According to AutoWeek, BMW has developed a new “smart” car key, a multiuse key that beside its normal use, could be used for shopping, paying for gas, public transportation(hopefully not needed), toll roads(tons of them in Illinois), and pretty much anything else that could be purchased with a credit card.
BMW worked together with an European company, NXP Semiconductors and the “wonder” key will be shown at the a trade show in Paris, next month.
The key is powered by NXP’s latest security chip, and the companies say the key could be transferred to other BMWs, if the owner borrows or rents a car. And here is where things start to complicate. As much as I would love to borrow my car to my friends, the issue of someone using your key to purchase things is pretty important. Would there be a way to deactivate the “credit card” portion while someones else drives your car?
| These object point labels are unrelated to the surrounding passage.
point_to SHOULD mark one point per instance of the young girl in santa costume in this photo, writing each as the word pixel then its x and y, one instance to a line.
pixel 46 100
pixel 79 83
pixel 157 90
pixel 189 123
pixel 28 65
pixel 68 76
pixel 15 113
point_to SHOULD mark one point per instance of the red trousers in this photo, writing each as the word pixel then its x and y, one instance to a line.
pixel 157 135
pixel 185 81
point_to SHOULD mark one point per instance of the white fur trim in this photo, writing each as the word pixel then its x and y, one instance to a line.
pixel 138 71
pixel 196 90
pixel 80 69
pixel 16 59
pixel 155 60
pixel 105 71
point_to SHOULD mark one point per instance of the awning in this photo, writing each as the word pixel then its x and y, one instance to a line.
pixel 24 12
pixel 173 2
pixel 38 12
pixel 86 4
What if you leave the car with a valet? Even if there is a way to quickly disable the “smart” key, it will will be a hassle to do it each time you valet your car. Of course, there could be a simple solution to that, similar to the current keys, where you can separate the valet key from the remote.
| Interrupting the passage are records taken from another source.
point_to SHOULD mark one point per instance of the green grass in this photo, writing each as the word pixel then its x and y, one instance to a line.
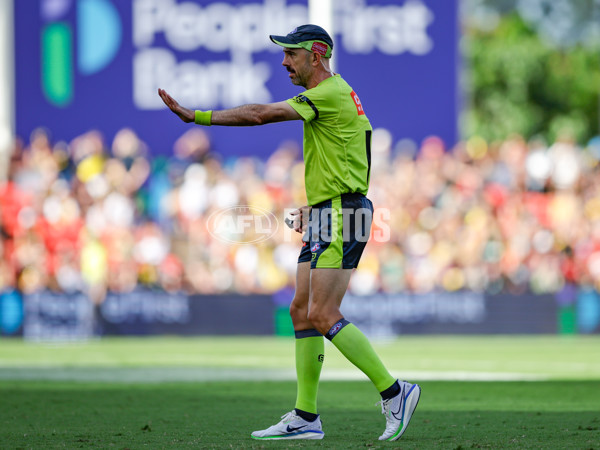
pixel 129 393
pixel 222 415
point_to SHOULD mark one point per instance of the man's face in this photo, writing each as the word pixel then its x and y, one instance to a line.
pixel 297 63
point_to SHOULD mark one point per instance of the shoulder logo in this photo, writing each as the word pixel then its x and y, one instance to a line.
pixel 356 100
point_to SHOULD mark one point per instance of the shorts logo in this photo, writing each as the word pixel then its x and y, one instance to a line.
pixel 334 329
pixel 356 100
pixel 319 47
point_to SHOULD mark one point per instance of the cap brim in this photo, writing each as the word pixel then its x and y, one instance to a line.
pixel 284 41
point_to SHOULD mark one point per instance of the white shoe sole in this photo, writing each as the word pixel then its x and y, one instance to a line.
pixel 412 400
pixel 305 435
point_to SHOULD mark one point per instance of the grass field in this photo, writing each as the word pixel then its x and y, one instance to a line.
pixel 478 392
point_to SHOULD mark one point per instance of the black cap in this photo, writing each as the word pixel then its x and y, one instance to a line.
pixel 309 37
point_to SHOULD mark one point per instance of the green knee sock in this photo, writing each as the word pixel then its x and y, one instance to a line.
pixel 355 346
pixel 310 349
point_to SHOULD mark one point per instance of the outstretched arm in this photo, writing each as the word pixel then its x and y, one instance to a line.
pixel 246 115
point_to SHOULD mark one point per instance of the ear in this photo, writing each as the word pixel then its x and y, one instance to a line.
pixel 316 59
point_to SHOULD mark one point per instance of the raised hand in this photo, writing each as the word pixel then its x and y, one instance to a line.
pixel 185 114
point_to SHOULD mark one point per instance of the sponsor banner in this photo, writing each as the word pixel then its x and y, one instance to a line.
pixel 97 64
pixel 386 315
pixel 146 312
pixel 11 313
pixel 54 316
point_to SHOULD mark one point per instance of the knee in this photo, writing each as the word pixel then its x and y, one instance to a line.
pixel 298 312
pixel 319 319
This will also solve the problem where you walk into the restaurant and would like to pay with your multiuse key, that you just dropped off with the valet.
Anyway, it’s an interesting concept, but there are many security issues that need to be worked out first and lots of factors to take into considerations.
Update: Here are some good points brought up by Clara, one of our regular readers.
his is a really bad idea. The implications of RFIDs in consumer items haven’t been properly explored.
– coupled dependencies – are you going to rely on being able to make a purchase with your keys, given the above valet scenario and others? What happens if you lose your keys, how many different functions need to be closed down or tracked to protect you?
– security issues – RFIDs can be easily read and duplicated/spoofed given the right equipment. Many POS purchases require no other authentication than a swipe.
– consumer ignorance – banks, retailers and POS suppliers haven’t educated the public on RFID risks and benefits.
– privacy issues – the ability to read all unique identifiers on a person at once — and without their knowledge — completely undermines the privacy of ordinary activities
This really is a big deal. The only real exploration by companies on this subject is the benefits —– to them.